Republican Christian Nascimento, who is running for Dean’s seat, thinks Dean’s stance runs against basic economics and real-life experience. “People are finding that stores are out of stock on goods, and what they do have is more expensive than ever.  When consumers spend more on everyday goods, they have less money to save for an emergency. That puts families in a precarious position and can keep people from rising to the middle class.

“The local businesses that I speak with every day are being forced to raise their own prices due to their cost of goods rising – and that’s assuming that they can find employees to help them remain open. All that the (Biden) administration and members of Congress have been able to do lament high gas prices and suggest that we lower our expectations and consider this a ‘new normal.’

“My fear is that all of the impending and proposed government spending will make this situation that much worse, and continue to increase prices in anticipation of a flood of spending, without a significant improvement in the supply chain,” Nascimento said.

And David Galluch, a Republican candidate for Congress in Delaware County, said, “Inflation is taking its toll on everyone. Last month we saw the largest jump in prices on a yearly basis, 6.2 percent, in over 30 years. People are paying more for food, more for gas, and more for daily essentials they can’t live without. Growing up with a single mom, who worked two jobs most of my childhood, I know first-hand how hard these price increases are on all of us.

“Unfortunately, this spike in inflation may very well climb due to President Biden’s intention to increase government spending further. If he and Congress continue on their current course, inflation will continue unabated and the Fed may eventually need to raise interest rates sharply to counteract inflationary pressure. At that point, we risk a recession, which would further compound the pain American families will feel,” Galluch said.

Jeff Bartos, a Montgomery County businessman who is running for the U.S. Senate, agreed the Biden administration is to blame.

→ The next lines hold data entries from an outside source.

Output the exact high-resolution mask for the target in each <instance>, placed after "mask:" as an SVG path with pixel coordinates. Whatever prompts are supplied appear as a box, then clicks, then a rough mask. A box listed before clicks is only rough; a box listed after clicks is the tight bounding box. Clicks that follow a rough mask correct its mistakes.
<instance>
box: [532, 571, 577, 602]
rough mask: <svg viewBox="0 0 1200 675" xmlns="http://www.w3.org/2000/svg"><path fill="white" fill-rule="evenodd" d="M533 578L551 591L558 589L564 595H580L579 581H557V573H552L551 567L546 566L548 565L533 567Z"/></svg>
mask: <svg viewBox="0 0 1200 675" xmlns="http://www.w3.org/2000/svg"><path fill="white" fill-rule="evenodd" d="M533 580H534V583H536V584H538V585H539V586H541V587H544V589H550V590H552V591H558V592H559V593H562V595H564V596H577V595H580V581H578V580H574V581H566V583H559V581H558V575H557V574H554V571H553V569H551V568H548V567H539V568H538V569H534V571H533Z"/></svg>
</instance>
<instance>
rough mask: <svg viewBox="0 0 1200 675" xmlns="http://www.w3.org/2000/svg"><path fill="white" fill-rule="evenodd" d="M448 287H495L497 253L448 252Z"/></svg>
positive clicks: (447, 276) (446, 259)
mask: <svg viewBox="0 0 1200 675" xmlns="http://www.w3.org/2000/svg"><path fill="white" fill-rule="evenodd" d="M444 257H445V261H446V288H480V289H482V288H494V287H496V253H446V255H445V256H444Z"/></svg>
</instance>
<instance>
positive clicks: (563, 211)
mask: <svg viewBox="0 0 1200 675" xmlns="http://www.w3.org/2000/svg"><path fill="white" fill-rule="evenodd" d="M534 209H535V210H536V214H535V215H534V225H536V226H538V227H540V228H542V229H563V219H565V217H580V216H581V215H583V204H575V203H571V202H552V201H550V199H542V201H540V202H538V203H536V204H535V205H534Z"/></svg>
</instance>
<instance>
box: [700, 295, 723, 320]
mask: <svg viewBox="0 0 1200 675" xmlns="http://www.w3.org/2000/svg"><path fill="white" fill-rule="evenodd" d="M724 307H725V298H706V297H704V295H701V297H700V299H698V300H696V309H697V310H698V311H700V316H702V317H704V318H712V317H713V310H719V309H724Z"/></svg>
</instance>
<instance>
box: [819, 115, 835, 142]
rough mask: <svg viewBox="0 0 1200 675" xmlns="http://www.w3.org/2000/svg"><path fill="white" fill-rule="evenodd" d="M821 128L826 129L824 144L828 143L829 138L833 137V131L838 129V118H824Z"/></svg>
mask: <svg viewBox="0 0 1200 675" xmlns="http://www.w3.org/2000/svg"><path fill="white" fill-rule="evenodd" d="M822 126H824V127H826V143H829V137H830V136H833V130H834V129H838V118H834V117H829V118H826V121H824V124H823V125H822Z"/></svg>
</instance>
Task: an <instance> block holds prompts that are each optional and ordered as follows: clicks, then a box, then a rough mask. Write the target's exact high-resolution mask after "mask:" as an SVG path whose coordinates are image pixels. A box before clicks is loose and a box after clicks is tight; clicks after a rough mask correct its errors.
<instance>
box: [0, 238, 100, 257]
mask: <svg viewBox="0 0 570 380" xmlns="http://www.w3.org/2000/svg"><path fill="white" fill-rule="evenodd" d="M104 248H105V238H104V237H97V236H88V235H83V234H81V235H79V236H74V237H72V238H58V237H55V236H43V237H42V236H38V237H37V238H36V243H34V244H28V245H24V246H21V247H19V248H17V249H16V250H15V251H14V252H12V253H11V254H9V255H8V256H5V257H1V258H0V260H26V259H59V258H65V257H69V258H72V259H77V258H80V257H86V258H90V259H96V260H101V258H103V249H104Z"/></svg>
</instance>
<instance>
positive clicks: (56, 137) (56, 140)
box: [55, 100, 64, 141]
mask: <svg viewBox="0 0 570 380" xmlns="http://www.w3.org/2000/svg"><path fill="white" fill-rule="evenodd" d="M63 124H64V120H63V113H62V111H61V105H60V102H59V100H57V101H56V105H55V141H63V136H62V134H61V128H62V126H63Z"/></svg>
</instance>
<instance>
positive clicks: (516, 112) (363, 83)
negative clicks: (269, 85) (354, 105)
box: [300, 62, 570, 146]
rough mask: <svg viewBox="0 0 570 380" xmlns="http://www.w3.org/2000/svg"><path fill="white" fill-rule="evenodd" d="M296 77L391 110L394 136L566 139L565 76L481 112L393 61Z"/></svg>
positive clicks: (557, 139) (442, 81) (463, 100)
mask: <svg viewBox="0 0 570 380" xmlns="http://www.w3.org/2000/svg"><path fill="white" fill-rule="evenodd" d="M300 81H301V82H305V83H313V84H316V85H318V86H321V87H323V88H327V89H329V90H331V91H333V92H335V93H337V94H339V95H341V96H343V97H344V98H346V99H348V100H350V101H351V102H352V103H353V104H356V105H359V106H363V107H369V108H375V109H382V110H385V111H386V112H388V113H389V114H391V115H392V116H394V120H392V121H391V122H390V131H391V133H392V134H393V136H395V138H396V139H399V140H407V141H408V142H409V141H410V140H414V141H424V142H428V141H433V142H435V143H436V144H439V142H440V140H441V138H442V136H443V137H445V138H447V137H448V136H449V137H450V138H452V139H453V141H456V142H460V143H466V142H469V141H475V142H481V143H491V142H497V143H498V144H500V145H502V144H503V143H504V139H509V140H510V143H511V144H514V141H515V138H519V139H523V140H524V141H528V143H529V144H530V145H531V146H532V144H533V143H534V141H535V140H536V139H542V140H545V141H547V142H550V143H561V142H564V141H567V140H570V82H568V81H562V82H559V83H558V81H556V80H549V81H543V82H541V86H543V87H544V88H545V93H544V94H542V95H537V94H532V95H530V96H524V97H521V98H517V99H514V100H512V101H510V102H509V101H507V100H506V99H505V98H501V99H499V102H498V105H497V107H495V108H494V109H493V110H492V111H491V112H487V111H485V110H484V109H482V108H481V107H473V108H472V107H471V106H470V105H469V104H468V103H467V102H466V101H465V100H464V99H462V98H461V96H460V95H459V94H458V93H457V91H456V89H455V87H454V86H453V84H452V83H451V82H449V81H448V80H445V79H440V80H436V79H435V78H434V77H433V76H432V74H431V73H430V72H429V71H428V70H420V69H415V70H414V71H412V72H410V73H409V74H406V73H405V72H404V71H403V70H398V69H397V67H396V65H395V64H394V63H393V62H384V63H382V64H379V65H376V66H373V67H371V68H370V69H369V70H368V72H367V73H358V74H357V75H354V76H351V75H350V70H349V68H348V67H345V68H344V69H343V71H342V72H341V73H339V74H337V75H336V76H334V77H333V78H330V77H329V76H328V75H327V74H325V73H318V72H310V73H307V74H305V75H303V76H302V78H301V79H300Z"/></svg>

“As a direct result of Joe Biden’s disastrous economic policies, inflation is running away to record highs and is impacting Pennsylvania families every day,” Bartos said. “From the grocery store to the gas pump, working families are feeling the devastating effects of the Biden administration’s inflation crisis. Whether you are running a small business or in charge of your family’s finances, your hard-earned dollars aren’t going as far, and the rising price of everyday necessities is impacting your life. Make no mistake, this is Joe Biden’s tax on Main Street businesses and working families.”